“Not long, I’m afraid, old chap.”

His lips closed with a queer, distressed look. He was sorry to die. “How long?” he asked again.

“About an hour.”

But I knew it was less. I attended to others, thinking all the while of poor Noon. His home life was little known, but there was some story about an engagement at Poonah the previous warm weather. Noon was rich, and he cared for the girl; but she did not return the feeling. In fact, there was some one else. It appears that the girl’s people were ambitious and poor, and that Noon had promised large settlements. At all events, the engagement was a known affair, and gossips whispered that Noon knew about the some one else and would not give her up. He was, I know, thought badly of by some, especially by the elders.

However, the end of it all lay on a sheet beneath the pines and watched me with such persistence that I was at last forced to go to him.

“Have you sent for Berlyng?” he asked, with a breathlessness which I know too well.

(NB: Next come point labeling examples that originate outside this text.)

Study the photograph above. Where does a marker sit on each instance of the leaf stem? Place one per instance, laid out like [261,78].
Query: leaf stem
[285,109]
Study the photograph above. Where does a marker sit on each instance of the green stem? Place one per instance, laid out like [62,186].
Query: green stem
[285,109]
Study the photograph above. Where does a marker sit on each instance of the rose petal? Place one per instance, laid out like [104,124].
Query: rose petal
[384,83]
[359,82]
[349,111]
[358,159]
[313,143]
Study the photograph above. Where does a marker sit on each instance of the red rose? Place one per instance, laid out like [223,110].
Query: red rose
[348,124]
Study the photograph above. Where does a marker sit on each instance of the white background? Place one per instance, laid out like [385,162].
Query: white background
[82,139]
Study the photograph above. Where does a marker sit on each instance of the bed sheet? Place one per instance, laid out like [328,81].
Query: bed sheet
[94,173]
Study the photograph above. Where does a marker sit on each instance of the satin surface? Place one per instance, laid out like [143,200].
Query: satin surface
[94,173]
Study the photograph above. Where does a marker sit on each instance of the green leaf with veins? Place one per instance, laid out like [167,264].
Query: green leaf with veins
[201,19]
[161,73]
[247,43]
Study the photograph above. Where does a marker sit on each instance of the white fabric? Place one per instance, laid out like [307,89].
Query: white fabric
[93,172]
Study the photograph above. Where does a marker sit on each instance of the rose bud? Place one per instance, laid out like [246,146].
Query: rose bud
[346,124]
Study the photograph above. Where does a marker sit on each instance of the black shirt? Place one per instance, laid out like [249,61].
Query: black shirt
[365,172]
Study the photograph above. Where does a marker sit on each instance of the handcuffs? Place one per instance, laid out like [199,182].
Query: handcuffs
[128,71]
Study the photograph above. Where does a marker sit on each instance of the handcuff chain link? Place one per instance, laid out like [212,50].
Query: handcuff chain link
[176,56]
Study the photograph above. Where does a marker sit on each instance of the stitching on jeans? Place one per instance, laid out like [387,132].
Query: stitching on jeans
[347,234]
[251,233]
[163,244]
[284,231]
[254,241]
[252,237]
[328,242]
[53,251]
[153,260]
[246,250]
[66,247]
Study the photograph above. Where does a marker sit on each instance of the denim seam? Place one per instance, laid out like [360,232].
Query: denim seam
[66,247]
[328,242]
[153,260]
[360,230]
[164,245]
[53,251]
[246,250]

Now, I had not sent for Berlyng, and it requires more nerve than I possess to tell unnecessary lies to a dying man. The necessary ones are quite different, and I shall not think of them when I go to my account.

“Berlyng could not come if I sent for him,” I replied soothingly. “He is two miles away from here, trenching the North Wall, and I have nobody to send. The messenger would have to run the gauntlet of the enemy’s earthworks.”

“I’ll give the man a hundred pounds who does it,” replied Noon, in his breathless whisper. “Berlyng will come sharp enough. He hates me too much.”

He broke off with a laugh which made me feel sick.